On connaît l’affaire. Daniel Pearl, grand reporter au Wall Street Journal, travaille au Pakistan. Il est enlevé le 23 janvier 2002. Égorgé, décapité dans la nuit du 30 au 31 et son corps dépecé. Une mort rendue publique le 23 février seulement. Date à laquelle commence à circuler la cassette vidéo de son martyre. Voilà pour les faits. Il s’agissait ensuite de savoir qui a décidé de s’en prendre à ce jeune homme et pourquoi : est-ce parce qu’il était journaliste ? juif ? américain ? Est-ce parce qu’il en savait trop sur des sujets sensibles ? Est-ce pour toutes ces raisons ou pour l’exemple ?

Bernard-Henri Lévy a travaillé pendant un an. Il est allé partout où Daniel Pearl est allé, il a rencontré tous les témoins possibles au Pakistan, en Inde, en Angleterre et en Amérique, il a forcé quelques portes supplémentaires. Une longue enquête qu’il mène sous nos yeux, en faisant part de ses découvertes et de ses doutes, de ses conclusions, qu’il n’hésite pas à rectifier quand cela s’impose. Se montre d’autant plus précis, qu’il traite un dossier très sensible. Où chaque mot compte.

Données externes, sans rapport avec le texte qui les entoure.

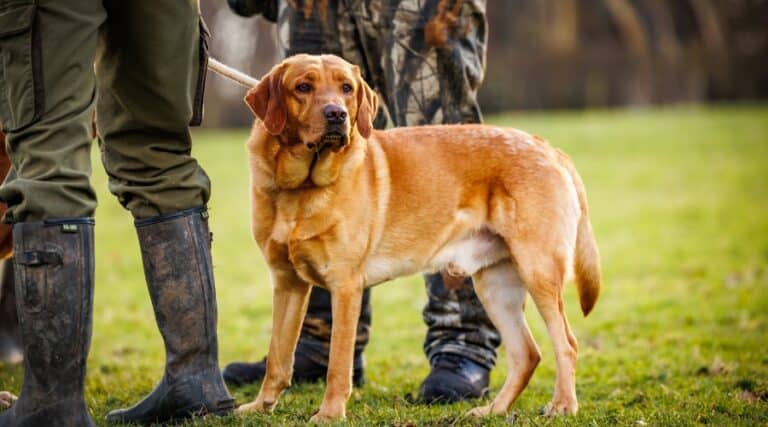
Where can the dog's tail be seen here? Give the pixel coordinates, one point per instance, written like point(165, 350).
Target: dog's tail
point(586, 261)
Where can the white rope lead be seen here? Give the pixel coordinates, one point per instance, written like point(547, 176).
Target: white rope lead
point(236, 76)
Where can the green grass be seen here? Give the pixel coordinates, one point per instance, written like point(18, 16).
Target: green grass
point(679, 202)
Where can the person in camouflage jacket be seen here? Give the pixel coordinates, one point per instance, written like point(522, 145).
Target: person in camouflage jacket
point(425, 59)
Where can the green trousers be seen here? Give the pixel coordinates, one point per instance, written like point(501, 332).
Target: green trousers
point(137, 67)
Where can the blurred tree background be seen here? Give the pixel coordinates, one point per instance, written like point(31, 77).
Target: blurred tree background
point(555, 54)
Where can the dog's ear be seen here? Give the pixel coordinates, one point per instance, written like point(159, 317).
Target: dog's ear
point(367, 106)
point(267, 102)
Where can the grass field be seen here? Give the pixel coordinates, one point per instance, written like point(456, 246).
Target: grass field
point(679, 202)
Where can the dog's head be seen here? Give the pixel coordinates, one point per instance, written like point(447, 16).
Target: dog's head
point(317, 100)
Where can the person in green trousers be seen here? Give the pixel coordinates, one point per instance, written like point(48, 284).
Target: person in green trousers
point(139, 67)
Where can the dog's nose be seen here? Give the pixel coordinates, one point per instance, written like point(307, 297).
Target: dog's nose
point(334, 114)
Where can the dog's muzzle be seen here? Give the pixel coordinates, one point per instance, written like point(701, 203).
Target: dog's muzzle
point(335, 135)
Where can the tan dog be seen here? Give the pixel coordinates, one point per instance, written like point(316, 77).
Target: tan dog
point(339, 205)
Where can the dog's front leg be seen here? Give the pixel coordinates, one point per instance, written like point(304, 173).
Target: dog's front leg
point(290, 299)
point(345, 305)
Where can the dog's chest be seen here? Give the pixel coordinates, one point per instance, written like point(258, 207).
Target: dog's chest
point(462, 256)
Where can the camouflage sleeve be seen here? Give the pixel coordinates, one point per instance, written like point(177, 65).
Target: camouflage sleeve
point(434, 61)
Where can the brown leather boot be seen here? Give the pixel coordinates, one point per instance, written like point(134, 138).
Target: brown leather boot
point(54, 288)
point(11, 352)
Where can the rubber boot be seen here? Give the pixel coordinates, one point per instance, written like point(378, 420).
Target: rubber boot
point(176, 250)
point(53, 262)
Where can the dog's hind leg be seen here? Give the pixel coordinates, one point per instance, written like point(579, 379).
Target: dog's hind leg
point(289, 305)
point(543, 275)
point(503, 295)
point(346, 301)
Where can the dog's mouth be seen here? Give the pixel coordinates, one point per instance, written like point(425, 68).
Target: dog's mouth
point(334, 139)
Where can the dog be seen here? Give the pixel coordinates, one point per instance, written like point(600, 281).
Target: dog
point(340, 205)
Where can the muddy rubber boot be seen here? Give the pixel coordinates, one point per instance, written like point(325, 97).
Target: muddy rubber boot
point(53, 262)
point(305, 370)
point(176, 252)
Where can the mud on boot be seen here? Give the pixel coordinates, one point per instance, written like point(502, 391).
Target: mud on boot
point(175, 249)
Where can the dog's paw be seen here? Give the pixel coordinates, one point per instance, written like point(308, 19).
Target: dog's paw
point(259, 406)
point(6, 399)
point(480, 411)
point(560, 407)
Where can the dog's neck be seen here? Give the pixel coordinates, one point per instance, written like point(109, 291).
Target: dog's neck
point(289, 167)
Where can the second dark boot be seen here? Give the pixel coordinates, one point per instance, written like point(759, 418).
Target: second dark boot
point(176, 252)
point(454, 378)
point(54, 290)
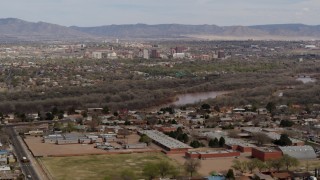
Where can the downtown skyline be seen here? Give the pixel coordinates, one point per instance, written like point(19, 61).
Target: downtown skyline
point(223, 13)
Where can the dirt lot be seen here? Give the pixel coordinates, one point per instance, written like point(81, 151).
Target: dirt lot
point(209, 165)
point(107, 167)
point(46, 149)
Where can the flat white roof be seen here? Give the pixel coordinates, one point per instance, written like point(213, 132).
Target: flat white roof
point(164, 140)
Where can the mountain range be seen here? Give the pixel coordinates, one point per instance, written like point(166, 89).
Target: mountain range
point(20, 30)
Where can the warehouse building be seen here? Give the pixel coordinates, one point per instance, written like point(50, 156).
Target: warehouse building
point(211, 154)
point(299, 152)
point(266, 153)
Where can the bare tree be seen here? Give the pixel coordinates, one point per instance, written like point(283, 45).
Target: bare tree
point(233, 133)
point(192, 165)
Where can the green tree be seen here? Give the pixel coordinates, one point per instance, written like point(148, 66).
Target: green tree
point(145, 139)
point(286, 123)
point(260, 165)
point(289, 161)
point(55, 111)
point(214, 143)
point(240, 165)
point(205, 106)
point(105, 110)
point(222, 141)
point(128, 174)
point(230, 175)
point(277, 164)
point(251, 165)
point(192, 165)
point(49, 116)
point(196, 144)
point(261, 138)
point(271, 107)
point(164, 168)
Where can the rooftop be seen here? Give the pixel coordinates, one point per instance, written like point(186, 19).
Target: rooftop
point(164, 140)
point(299, 152)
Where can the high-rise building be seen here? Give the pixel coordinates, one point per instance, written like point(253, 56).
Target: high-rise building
point(221, 54)
point(145, 54)
point(155, 53)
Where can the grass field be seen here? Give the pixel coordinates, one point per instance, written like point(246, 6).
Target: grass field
point(100, 166)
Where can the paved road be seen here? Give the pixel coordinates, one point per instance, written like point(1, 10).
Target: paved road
point(27, 168)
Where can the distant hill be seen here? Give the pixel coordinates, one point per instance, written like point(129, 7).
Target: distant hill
point(23, 30)
point(281, 31)
point(16, 29)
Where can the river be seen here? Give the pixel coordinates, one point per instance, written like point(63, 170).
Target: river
point(306, 79)
point(191, 98)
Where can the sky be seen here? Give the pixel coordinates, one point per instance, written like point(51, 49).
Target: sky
point(87, 13)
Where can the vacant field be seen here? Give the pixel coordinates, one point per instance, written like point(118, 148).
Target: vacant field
point(39, 148)
point(100, 166)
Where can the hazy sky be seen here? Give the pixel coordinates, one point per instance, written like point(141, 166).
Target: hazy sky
point(219, 12)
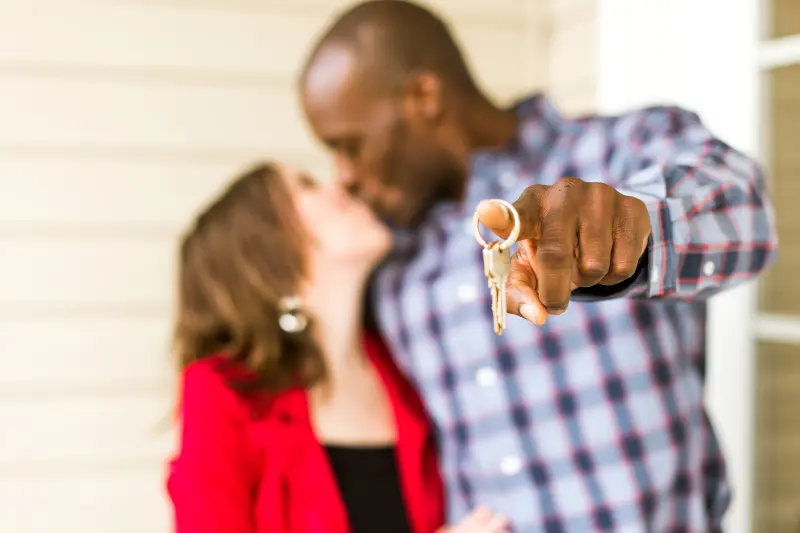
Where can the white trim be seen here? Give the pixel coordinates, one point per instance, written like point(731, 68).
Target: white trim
point(781, 52)
point(776, 328)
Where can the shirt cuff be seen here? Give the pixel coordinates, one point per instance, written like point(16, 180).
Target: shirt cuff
point(656, 273)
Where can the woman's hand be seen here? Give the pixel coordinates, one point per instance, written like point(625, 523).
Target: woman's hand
point(481, 520)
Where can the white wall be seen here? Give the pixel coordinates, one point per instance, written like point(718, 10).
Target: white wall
point(116, 119)
point(701, 54)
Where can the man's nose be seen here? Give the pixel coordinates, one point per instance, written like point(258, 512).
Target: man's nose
point(345, 175)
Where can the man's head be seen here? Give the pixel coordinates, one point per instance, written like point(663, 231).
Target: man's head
point(385, 89)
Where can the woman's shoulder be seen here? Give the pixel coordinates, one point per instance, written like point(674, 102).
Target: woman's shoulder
point(213, 381)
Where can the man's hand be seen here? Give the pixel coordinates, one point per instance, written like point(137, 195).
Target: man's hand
point(573, 234)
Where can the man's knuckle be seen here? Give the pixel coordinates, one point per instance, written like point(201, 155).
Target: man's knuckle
point(554, 254)
point(623, 268)
point(593, 266)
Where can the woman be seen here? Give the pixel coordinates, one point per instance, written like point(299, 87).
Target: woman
point(293, 418)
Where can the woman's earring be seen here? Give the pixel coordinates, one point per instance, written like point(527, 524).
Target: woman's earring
point(292, 319)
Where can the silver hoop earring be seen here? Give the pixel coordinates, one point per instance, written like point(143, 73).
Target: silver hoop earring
point(292, 319)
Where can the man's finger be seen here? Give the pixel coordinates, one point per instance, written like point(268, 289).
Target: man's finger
point(595, 240)
point(555, 258)
point(499, 220)
point(521, 297)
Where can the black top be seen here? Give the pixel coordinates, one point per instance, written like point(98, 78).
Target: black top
point(369, 482)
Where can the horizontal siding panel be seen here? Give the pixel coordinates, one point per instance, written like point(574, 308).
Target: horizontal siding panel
point(50, 432)
point(132, 502)
point(86, 192)
point(112, 113)
point(242, 46)
point(572, 47)
point(115, 114)
point(498, 12)
point(53, 273)
point(76, 355)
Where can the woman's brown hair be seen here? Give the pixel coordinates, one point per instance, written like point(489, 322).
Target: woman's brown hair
point(244, 253)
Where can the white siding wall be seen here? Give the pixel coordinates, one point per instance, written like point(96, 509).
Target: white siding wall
point(570, 47)
point(116, 119)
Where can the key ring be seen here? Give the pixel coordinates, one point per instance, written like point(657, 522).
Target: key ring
point(512, 238)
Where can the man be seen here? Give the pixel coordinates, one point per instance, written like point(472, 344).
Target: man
point(593, 421)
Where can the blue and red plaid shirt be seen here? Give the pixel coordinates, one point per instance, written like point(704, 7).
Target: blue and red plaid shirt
point(595, 421)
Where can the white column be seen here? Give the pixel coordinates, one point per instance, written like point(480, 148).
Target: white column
point(703, 55)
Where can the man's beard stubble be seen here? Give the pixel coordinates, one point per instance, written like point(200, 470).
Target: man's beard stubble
point(422, 176)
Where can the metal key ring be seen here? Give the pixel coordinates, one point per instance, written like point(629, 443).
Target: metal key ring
point(512, 238)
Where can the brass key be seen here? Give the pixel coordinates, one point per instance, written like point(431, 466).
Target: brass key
point(497, 266)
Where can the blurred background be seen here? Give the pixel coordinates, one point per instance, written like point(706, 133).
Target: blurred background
point(118, 118)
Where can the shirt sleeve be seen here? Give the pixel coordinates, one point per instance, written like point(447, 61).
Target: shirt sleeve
point(212, 479)
point(712, 223)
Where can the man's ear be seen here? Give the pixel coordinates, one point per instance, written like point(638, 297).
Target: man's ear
point(423, 100)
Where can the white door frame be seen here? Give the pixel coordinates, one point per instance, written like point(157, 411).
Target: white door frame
point(703, 55)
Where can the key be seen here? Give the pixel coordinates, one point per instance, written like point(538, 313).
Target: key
point(497, 267)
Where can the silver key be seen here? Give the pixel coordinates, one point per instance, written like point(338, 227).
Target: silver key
point(497, 267)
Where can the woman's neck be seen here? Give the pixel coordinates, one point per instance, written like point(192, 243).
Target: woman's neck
point(336, 301)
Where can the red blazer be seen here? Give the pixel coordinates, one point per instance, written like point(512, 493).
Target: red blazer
point(244, 467)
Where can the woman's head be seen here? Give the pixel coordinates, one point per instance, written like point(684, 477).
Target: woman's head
point(260, 242)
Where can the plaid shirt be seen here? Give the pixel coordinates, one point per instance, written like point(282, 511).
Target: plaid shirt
point(595, 421)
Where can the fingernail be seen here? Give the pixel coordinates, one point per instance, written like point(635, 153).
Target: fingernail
point(528, 312)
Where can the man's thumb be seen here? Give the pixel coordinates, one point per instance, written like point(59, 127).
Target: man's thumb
point(496, 217)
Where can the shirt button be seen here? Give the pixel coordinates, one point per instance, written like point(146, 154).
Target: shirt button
point(486, 376)
point(467, 293)
point(508, 179)
point(469, 228)
point(654, 275)
point(511, 465)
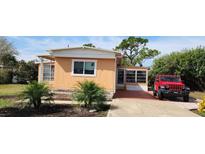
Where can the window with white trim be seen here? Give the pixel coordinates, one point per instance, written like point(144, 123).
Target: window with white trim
point(81, 67)
point(141, 76)
point(130, 76)
point(48, 72)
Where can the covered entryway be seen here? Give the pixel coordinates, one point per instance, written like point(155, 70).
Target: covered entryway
point(133, 78)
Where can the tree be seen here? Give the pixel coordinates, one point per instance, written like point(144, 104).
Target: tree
point(189, 64)
point(35, 92)
point(135, 51)
point(88, 92)
point(26, 71)
point(89, 45)
point(8, 53)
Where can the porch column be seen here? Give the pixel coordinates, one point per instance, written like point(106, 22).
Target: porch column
point(41, 70)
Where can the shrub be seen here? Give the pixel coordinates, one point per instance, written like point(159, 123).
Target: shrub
point(188, 63)
point(35, 92)
point(90, 94)
point(201, 105)
point(5, 76)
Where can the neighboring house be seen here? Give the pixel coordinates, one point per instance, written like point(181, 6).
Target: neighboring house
point(63, 68)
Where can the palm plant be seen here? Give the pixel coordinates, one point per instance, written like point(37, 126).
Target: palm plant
point(35, 92)
point(88, 93)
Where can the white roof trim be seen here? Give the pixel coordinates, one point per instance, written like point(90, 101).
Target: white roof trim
point(73, 48)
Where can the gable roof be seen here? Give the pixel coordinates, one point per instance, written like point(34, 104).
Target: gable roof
point(73, 48)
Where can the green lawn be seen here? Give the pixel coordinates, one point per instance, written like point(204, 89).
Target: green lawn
point(202, 114)
point(197, 94)
point(6, 103)
point(11, 89)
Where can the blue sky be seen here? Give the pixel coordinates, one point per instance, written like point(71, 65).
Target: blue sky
point(30, 46)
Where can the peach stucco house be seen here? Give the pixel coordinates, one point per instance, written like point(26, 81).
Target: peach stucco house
point(63, 68)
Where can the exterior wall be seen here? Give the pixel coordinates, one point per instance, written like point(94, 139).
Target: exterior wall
point(64, 80)
point(50, 83)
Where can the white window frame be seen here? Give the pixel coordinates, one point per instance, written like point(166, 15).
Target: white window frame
point(84, 60)
point(50, 72)
point(145, 76)
point(126, 74)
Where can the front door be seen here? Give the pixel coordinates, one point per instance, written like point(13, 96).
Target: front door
point(120, 77)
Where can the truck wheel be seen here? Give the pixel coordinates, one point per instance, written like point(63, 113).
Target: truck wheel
point(186, 98)
point(154, 93)
point(160, 96)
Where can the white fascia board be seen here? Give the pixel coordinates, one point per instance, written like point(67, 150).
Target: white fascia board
point(79, 53)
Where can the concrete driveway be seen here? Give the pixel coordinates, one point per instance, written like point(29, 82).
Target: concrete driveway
point(149, 107)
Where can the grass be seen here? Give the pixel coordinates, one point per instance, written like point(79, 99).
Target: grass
point(197, 94)
point(11, 89)
point(6, 103)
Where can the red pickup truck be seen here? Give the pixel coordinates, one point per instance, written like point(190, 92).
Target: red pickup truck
point(170, 86)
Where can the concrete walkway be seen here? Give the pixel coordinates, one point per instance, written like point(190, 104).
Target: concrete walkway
point(140, 107)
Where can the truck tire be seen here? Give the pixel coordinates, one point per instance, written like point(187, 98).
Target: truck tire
point(160, 96)
point(186, 98)
point(154, 93)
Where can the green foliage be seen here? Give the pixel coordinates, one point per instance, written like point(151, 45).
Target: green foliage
point(26, 71)
point(189, 64)
point(5, 76)
point(201, 105)
point(135, 51)
point(6, 103)
point(89, 45)
point(7, 53)
point(88, 93)
point(36, 92)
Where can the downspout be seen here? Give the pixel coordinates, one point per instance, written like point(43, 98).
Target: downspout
point(41, 70)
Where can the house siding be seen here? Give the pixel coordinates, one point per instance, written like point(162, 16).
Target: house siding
point(64, 80)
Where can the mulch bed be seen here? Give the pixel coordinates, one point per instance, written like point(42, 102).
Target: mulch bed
point(50, 110)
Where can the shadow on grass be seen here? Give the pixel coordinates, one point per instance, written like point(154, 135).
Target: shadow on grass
point(180, 99)
point(49, 110)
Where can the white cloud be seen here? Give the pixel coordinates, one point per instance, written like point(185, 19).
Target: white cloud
point(33, 46)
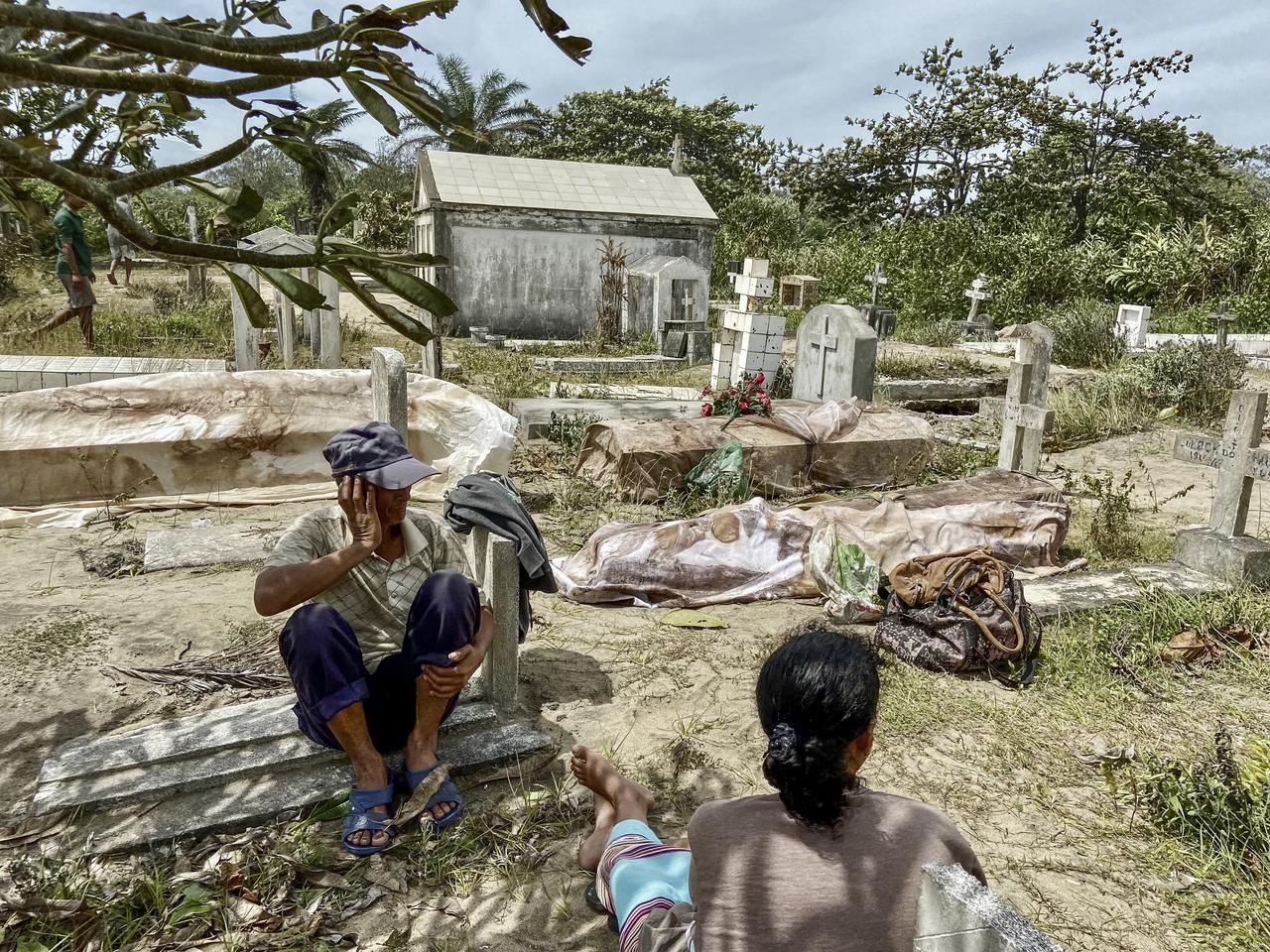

Rapidement, il s’intéresse à celui qui, arrêté après la mort de Pearl, s’est accusé d’être le « cerveau » de toute l’affaire. L’homme s’appelle Omar Sheikh, il est jeune, né en Angleterre dans une famille bourgeoise, aisée, d’origine pakistanaise. Brillant élève. Pas plus religieux qu’un autre jusqu’à la guerre en Bosnie : en 1992, il voit Destruction of a nation, un film produit par Islamic Relief, et tout bascule pour lui. À la surprise de sa famille, il décide de partir pour les Balkans avec une ONG.

Ensuite il est plus difficile de démêler la légende de la réalité. Il va en Afghanistan, puis en Inde où il est condamné à six ans de prison pour avoir enlevé huit Occidentaux. En 2000, il vit au Pakistan : marié, apparemment fortuné, Omar Sheikh passe pour « l’un des djihadistes les plus en vue », mieux encore, il est le « fils favori » de Ben Laden et sait habilement jouer des rouages de l’économie ou convaincre les ulémas que l’on peut, pour la cause, combiner loi islamique et profits. Ne serait-il pas aussi membre de l’ISI, les services secrets du Pakistan qui sont en rivalité avec le Premier ministre Musharraf ? Et Pearl la victime de cette rivalité ?

On progresse ainsi de suppositions en quasi certitudes. On découvre des lieux inconnus parce qu’impénétrables (le « séminaire » de Bironi) et la labyrinthique Al-Qaïda, qui « n’est plus, depuis longtemps, cette vertueuse PME familiale se suffisant à elle-même et à sa cause. C’est une mafia. Un trust. Un gigantesque réseau d’extorsion de fond étendu à la planète » qui prospère grâce à de jeunes financiers tels qu’Omar Sheikh, « passés maîtres dans l’art […] de retourner contre l’Occident marchand ses armes et, parfois, ses vices ».

Qui a tué Daniel Pearl ? est un « romanquête » écrit par deux BHL très complémentaires. Le jeune homme prend tous les risques pour savoir. Plus cornélien que romantique il veut s’étonner, étonner. Agace parfois. L’homme mûr qui l’accompagne n’a d’autre but que d’informer. Il écrit avec conviction. Mais aucun ne perd de vue « cette autre face de l’Islam », un « Islam de lumière », « pétri de vie et de piété, amical envers le prochain » auquel « a voulu croire Daniel Pearl et (auquel) je crois aussi. Qui l’emportera, des fils de Massoud ou des assassins de Pearl ? ».

On sort de cette lecture un peu secoué, effrayé par tant de faits révélés sur l’état du monde, dérouté « parce que l’histoire de Pearl me fait peur et qu’elle m’empêche d’avoir peur ».